The film first premiered at the Toronto International Film Festival and Houston International Festival in 1994, and was later released to the United States and the United Kingdom in 1995.

The story concerns a professional assassin Anthony LaPaglia who is pressured into accepting a new assignment as a favour to his boss Peter Boyle. He later finds himself in a dismal situation with dire consequences for everyone involved.

==Plot==
The events of the film take place over the course of one night. The storyline follows Mick (Anthony LaPaglia), a cold-blooded, disinterested, existential hitman who is assigned the task of killing a woman that has stiffed Mick's boss George (Peter Boyle) $650,000. At first Mick is reluctant in accepting the job, but is later assured by George that the job will be easy, as the woman has accepted her fate.

After accepting the job, Mick's friend Archie (Matt Craven) begs to accompany him. Mick hesitates because Archie previously made a mistake in the last job and nearly cost George and Mick their lives. After much discussion, Mick accepts Archie's company.

When Mick arrives at the woman's house, he finds Fiona (Mimi Rogers) is expecting him. She ushers her guests from the party she is hosting, and invites Mick inside. Fiona's cool demeanour both surprises and impresses Mick. She soon has Mick tied to her bed, where the two engage in sadistic intercourse. Mick finds the pain Fiona inflicts on him arousing, and her ability to pleasure him is incomparable to other women Mick has slept with. As the two are dressing, Fiona dismisses Mick's performance, and they head downstairs to where Archie is waiting for them.

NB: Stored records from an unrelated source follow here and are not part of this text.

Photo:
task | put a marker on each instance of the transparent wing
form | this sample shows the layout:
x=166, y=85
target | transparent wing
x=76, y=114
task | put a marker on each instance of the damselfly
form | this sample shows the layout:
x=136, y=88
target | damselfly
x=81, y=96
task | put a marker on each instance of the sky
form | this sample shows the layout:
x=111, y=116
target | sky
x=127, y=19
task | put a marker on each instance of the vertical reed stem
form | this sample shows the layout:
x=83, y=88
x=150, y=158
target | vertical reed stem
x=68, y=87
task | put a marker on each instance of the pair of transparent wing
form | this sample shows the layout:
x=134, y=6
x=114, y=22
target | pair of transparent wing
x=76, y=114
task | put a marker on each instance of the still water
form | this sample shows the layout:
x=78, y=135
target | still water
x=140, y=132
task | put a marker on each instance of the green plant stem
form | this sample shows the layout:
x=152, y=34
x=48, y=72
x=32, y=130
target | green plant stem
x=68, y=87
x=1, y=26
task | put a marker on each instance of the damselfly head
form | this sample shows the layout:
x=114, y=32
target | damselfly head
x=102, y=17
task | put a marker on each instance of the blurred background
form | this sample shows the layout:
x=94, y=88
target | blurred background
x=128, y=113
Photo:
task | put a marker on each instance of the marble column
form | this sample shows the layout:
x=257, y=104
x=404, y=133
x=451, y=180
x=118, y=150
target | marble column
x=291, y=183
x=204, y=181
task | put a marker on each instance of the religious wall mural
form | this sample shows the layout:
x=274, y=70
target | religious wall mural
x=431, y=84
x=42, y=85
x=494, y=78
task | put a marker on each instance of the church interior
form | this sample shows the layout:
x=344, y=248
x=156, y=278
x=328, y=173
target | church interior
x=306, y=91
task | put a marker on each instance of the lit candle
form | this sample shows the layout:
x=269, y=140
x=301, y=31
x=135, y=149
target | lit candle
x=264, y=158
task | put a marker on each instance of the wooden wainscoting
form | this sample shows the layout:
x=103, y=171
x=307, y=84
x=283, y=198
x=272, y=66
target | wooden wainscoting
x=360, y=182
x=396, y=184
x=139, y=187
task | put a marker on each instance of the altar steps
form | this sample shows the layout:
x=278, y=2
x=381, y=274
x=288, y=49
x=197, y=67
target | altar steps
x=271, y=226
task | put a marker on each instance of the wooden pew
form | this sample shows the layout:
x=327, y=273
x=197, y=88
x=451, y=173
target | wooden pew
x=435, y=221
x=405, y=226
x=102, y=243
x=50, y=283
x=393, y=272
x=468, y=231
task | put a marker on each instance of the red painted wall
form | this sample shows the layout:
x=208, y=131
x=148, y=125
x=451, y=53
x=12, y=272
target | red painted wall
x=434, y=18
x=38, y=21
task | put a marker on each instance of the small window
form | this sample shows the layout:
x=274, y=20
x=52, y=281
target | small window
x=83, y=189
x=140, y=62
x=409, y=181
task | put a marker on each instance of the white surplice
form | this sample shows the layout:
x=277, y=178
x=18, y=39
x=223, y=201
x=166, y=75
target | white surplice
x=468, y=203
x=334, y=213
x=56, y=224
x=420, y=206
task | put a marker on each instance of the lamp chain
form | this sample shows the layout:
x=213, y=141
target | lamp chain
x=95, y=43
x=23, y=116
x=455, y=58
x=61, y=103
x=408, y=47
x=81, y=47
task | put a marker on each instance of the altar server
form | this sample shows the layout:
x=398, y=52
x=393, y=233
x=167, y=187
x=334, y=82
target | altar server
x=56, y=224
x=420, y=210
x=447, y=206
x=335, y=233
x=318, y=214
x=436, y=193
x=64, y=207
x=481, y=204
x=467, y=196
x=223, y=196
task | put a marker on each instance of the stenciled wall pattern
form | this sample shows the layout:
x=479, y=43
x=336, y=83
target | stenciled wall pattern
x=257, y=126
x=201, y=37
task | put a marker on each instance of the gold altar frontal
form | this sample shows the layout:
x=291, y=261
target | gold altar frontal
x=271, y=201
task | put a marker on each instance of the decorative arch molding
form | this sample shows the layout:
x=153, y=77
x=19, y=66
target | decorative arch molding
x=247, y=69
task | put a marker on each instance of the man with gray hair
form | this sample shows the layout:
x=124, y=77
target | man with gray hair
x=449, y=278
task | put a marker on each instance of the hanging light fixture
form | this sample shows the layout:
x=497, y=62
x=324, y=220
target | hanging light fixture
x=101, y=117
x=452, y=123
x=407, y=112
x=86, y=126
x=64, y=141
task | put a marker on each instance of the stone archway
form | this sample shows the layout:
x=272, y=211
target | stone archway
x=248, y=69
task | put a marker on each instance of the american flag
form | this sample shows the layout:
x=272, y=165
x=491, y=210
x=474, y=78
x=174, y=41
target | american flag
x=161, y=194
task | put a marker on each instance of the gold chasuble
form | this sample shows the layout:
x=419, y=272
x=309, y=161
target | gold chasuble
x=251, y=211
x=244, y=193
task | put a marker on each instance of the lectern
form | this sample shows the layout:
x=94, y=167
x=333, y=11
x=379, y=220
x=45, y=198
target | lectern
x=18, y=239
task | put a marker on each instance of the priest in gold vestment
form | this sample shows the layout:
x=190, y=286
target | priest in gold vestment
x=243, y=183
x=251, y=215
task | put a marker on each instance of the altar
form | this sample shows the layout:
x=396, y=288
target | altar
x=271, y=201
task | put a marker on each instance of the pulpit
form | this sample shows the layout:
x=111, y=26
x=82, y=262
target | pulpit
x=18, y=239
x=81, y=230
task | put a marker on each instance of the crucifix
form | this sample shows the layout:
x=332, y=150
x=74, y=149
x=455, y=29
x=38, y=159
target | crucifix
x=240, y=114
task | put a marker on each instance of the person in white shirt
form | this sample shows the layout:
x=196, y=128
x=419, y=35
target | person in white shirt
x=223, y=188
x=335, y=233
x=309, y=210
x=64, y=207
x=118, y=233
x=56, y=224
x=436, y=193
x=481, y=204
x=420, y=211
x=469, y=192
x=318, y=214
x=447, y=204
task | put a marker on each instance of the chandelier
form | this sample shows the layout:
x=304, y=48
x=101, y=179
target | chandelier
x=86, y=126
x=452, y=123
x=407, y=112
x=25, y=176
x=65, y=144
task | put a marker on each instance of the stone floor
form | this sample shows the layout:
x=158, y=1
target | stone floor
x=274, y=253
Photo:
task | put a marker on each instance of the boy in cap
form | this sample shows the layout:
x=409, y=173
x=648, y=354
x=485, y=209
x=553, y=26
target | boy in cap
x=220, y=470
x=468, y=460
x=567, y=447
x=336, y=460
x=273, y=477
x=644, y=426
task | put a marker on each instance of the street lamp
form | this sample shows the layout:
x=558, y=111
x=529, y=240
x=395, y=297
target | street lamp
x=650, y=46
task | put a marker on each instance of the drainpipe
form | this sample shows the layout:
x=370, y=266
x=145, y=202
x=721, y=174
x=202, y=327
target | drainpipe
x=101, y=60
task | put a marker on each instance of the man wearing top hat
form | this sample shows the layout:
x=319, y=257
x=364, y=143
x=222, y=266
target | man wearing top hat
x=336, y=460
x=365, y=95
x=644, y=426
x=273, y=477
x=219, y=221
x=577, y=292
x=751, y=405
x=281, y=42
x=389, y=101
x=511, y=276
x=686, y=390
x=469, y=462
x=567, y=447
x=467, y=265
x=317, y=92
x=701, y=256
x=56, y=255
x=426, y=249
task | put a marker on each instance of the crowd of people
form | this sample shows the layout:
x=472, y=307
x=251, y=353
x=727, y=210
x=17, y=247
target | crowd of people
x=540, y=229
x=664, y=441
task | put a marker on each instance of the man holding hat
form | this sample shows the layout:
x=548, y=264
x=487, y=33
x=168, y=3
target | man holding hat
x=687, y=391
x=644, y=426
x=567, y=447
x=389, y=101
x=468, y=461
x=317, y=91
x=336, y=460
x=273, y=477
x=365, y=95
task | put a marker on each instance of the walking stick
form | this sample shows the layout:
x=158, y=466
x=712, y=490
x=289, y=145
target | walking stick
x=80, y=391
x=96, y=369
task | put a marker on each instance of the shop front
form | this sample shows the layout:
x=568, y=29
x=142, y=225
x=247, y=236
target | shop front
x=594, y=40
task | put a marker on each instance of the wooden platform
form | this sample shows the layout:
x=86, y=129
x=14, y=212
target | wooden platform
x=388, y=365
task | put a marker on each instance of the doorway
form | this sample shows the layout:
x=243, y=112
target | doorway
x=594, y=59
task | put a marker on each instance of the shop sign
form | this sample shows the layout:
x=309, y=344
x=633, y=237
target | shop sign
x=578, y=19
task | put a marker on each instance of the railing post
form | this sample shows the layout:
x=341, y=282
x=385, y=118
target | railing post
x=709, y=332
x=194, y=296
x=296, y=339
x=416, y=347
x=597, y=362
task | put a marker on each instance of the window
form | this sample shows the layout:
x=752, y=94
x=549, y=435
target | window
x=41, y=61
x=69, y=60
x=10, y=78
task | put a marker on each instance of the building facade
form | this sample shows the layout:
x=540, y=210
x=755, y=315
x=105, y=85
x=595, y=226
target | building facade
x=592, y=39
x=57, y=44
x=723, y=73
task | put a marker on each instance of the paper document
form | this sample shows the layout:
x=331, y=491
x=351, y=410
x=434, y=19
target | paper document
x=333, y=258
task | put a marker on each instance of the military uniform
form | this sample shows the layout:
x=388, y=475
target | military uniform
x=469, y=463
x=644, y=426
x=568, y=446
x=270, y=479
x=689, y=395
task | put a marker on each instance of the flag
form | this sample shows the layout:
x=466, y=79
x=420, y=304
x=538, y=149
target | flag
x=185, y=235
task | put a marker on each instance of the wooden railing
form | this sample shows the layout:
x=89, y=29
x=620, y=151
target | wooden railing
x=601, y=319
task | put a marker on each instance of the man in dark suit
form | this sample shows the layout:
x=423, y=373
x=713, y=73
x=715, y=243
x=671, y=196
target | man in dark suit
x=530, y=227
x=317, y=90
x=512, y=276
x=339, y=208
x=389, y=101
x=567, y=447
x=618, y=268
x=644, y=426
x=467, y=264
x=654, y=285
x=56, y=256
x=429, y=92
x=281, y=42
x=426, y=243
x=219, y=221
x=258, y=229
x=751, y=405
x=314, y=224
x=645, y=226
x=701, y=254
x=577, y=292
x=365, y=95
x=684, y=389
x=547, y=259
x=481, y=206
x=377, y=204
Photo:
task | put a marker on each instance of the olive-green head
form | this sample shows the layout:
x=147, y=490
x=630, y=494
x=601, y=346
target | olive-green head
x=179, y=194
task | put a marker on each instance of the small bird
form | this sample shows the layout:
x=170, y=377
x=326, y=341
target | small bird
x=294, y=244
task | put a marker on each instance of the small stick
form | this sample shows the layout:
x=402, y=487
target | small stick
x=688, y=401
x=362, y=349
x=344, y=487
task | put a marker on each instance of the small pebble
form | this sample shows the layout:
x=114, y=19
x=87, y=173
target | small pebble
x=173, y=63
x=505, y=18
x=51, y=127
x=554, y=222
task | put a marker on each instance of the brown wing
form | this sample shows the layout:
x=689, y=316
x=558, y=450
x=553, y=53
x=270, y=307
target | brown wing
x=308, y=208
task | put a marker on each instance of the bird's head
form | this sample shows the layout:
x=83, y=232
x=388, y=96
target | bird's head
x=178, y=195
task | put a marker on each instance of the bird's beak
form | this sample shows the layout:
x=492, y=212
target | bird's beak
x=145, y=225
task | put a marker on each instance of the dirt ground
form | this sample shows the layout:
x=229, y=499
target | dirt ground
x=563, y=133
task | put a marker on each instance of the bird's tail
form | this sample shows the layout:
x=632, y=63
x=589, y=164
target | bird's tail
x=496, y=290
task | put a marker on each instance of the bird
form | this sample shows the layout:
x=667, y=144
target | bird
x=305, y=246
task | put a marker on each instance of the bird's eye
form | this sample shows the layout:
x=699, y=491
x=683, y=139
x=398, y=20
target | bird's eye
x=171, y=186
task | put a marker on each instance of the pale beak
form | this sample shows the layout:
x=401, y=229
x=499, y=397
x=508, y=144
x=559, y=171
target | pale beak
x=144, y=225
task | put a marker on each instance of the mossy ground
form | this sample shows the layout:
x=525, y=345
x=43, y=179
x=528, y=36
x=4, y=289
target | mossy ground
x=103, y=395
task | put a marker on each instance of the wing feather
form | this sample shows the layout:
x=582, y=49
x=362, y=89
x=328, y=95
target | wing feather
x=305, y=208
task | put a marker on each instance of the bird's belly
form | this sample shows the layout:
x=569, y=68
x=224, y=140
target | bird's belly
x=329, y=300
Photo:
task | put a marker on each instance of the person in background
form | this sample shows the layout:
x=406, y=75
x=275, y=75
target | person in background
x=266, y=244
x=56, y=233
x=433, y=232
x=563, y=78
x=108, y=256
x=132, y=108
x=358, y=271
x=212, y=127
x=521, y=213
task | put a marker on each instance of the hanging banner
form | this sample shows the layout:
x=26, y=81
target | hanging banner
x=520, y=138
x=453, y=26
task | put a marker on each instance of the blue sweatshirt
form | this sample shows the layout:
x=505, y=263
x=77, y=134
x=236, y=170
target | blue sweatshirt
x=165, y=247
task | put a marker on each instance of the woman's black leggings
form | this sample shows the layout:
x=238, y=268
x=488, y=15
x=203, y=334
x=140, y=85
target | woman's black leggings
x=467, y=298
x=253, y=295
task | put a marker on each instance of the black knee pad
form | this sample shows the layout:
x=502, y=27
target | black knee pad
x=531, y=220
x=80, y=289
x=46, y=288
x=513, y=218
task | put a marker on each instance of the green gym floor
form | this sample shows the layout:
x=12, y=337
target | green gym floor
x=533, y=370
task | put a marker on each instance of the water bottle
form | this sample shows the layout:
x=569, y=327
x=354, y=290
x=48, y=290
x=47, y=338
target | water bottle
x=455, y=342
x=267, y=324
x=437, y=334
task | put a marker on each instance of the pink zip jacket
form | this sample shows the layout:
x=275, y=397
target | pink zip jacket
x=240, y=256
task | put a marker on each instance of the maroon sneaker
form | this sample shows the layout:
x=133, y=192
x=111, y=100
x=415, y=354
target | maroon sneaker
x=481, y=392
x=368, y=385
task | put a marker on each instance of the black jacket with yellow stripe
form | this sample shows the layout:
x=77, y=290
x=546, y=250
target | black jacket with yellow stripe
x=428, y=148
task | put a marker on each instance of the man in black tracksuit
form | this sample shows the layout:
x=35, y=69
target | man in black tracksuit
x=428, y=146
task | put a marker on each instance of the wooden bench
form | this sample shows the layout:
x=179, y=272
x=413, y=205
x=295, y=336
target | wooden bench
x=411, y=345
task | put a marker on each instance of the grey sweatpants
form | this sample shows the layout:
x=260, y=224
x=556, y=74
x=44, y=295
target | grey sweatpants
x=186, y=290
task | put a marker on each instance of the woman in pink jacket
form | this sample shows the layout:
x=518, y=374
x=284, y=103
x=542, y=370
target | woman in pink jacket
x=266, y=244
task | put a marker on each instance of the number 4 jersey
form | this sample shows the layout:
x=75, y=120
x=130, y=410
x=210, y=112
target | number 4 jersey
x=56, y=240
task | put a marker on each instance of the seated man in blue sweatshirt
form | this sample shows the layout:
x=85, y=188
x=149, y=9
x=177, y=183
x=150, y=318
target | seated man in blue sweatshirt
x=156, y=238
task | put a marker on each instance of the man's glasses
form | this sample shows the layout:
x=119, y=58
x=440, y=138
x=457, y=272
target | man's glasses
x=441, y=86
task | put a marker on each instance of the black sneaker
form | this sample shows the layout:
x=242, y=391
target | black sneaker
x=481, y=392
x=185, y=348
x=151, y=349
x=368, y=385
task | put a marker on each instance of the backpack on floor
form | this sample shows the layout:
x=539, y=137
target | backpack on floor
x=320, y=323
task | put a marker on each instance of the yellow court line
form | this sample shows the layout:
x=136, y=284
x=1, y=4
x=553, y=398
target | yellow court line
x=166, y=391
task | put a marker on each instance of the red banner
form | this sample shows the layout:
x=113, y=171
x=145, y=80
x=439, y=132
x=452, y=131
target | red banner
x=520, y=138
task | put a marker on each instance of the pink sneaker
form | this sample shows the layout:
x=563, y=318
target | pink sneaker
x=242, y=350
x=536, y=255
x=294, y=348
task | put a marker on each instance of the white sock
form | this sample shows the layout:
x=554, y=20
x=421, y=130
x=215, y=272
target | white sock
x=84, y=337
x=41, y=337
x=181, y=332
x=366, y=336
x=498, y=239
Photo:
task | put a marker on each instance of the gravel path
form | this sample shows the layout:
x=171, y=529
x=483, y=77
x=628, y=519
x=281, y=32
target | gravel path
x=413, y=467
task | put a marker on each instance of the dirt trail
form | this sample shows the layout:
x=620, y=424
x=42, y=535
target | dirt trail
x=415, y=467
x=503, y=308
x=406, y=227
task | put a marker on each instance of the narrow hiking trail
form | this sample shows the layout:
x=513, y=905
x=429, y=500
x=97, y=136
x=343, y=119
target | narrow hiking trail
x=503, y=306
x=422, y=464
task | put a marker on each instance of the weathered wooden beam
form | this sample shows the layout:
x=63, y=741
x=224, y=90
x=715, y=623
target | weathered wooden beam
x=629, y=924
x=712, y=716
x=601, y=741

The more time they spend together, the less Mick is willing to kill Fiona. Feeling conflicted, Mick calls George demanding the severity of Fiona's crime and questioning the need for the hit. Ending his phone call with George, he returns to the car determined to finish the job, but with no rush.

Fiona suggests the three grab Chinese food, and head to the cemetery for a picnic. There, Fiona experiences a psychotic episode, and falls into a schizophrenic state. Mick rushes Fiona to a psychiatrist (Joseph Maher), who informs Mick that Fiona has an incurable mental illness that will most certainly soon destroy her. Torn, Mick takes Fiona to the shipping docks to finish the job, but finds he cannot bring himself to carry through.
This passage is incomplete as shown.